Implement rudimentary compression support
Pretty much what the title says.
This is far from complete, right now I only have
- A bitwriter
- Frame header encoding
- Partial (nonfunctional) block header support
I don't know what the final interface is going to look like, but my series of goals looks roughly like:
-
[x] Finish up block header
-
[x] Implement raw blocks
-
[ ] At this point, add tests that integrate with the original zstd library to make sure the frame will decompress properly
-
~~At this point, either reverse engineer the algorithms for the various compression levels (using the original and Go implementations as a reference), or add support for creating the rest of the block kinds.~~
This is mostly so that you can track my progress if you wish
Very exciting to see some activity in this direction!
I realize this is pretty early but I have some experience in efficient encoding/decoding stuff:
I see you have a few functions following this pattern
pub fn serialize(self) -> Result<Vec<u8>, FrameHeaderError>
I would suggest to do it this way:
pub fn serialize(self, buf: &mut Vec<u8>) -> Result<(), FrameHeaderError>
The constant small allocations of serializing to a vec, returning it and concatenating them in one big buffer can get very expensive.
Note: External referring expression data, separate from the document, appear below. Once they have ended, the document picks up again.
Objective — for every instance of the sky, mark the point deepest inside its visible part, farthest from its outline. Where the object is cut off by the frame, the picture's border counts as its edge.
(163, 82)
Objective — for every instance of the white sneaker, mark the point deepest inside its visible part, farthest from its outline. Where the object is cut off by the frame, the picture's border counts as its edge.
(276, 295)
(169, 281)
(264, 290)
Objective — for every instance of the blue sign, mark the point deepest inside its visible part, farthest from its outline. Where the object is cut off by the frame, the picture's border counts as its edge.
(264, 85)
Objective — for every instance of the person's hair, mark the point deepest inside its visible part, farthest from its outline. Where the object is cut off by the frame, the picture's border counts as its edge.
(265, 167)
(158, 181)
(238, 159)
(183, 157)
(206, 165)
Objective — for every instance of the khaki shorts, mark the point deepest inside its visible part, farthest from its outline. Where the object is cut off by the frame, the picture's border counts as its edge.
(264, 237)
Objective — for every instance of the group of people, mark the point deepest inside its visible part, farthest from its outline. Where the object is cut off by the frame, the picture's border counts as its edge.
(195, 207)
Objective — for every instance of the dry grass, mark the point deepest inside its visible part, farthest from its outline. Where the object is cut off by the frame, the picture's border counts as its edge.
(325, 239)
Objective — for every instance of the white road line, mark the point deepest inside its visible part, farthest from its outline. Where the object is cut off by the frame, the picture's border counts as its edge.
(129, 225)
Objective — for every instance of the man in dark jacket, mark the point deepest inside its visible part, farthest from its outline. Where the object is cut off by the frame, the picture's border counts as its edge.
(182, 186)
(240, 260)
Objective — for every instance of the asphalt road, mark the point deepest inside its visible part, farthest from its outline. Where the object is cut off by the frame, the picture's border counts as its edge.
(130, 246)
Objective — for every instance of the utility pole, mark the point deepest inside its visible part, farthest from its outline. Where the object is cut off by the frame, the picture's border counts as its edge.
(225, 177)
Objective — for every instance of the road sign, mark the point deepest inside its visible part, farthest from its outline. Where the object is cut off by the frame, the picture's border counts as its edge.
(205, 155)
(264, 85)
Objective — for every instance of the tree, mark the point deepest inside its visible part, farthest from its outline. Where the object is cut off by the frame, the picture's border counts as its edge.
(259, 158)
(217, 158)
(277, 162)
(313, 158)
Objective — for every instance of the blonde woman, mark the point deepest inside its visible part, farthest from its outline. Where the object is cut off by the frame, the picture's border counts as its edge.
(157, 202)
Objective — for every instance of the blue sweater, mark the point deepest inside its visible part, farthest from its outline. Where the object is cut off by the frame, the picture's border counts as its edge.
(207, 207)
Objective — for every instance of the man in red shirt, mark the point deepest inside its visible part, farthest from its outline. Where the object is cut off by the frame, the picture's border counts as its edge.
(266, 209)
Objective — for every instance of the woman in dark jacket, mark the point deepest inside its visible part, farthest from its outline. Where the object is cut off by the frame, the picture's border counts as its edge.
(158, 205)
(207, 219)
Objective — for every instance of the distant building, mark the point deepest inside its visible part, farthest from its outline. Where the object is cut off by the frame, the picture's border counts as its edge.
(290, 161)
Aside from the small nitpick:
I think the last point in your series of goals is in itself a series of goals. The algorithms and especially the tuning for the different compression levels are a science on their own.
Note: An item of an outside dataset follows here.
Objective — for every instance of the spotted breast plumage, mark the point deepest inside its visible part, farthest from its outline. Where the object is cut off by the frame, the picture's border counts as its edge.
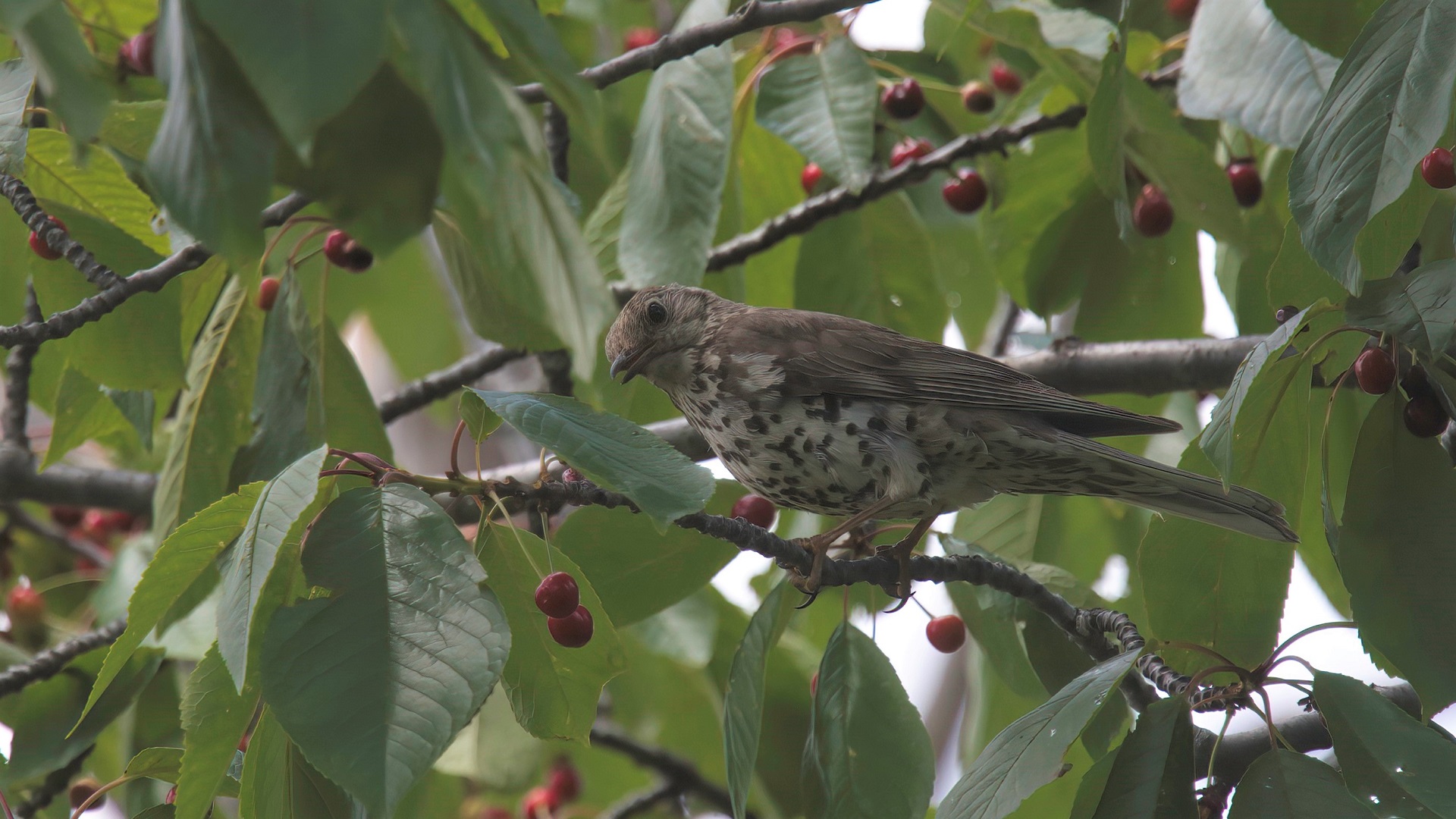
(842, 417)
What I'd define as a good goal for this PR is up to and including raw blocks + testing/fuzzing against original zstd. This would allow full albeit inefiicient interop with other systems using the original/other zstd implementations.
Thanks for your feedback :)
- The creation of vectors was just sort of a quick and dirty way to work towards a functional example, after everything was working, I figured I could begin experimenting with passing mutable references and/or arena allocation with something like bumpalo. You're definitely correct though, and I probably should have just started with passing mutable vecs
- Yeah, that should definitely be a separate PR, I'm expecting it to be significantly more work. I suck at reading the zstd code base, and I was never able to gain a great understanding of FSE encoding. I was originally planning to try and write my own algorithms for reaching various compression levels, but when I saw that the Go re-implementation of zstd just replicated the original source code, I figured I should do the same.
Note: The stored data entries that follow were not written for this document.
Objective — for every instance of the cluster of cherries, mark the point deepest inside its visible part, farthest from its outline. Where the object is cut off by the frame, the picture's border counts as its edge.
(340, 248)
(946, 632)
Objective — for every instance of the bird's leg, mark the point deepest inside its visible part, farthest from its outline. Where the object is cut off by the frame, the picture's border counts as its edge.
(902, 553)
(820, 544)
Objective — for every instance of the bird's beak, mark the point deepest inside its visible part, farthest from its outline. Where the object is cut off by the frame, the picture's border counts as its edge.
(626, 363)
I'll aim for that goal, and try to keep you updated
@KillingSpark
Just an update, I've discovered a distinction between the original decoder and yours when using my encoder.
When decoding with the original implementation, it fails on ./decodecorpus_files/z000002.
---- tests::encode_corpus::test_encode_corpus_files_uncompressed stdout ----
Trying file: "./decodecorpus_files/abc.txt"
Trying file: "./decodecorpus_files/z000000"
Trying file: "./decodecorpus_files/z000001"
Trying file: "./decodecorpus_files/z000002"
thread 'tests::encode_corpus::test_encode_corpus_files_uncompressed' panicked at src/tests/encode_corpus.rs:51:89:
Whereas your implementation makes it all the way to ./decodecorpus_files/z000062.
running 1 test
test tests::encode_corpus::test_encode_corpus_files_uncompressed ... FAILED
failures:
---- tests::encode_corpus::test_encode_corpus_files_uncompressed stdout ----
Trying file: "./decodecorpus_files/abc.txt"
Trying file: "./decodecorpus_files/z000000"
Trying file: "./decodecorpus_files/z000001"
Trying file: "./decodecorpus_files/z000002"
Trying file: "./decodecorpus_files/z000003"
Trying file: "./decodecorpus_files/z000004"
Trying file: "./decodecorpus_files/z000005"
Trying file: "./decodecorpus_files/z000006"
Trying file: "./decodecorpus_files/z000007"
Trying file: "./decodecorpus_files/z000008"
Trying file: "./decodecorpus_files/z000009"
Trying file: "./decodecorpus_files/z000010"
Trying file: "./decodecorpus_files/z000011"
Trying file: "./decodecorpus_files/z000012"
Trying file: "./decodecorpus_files/z000013"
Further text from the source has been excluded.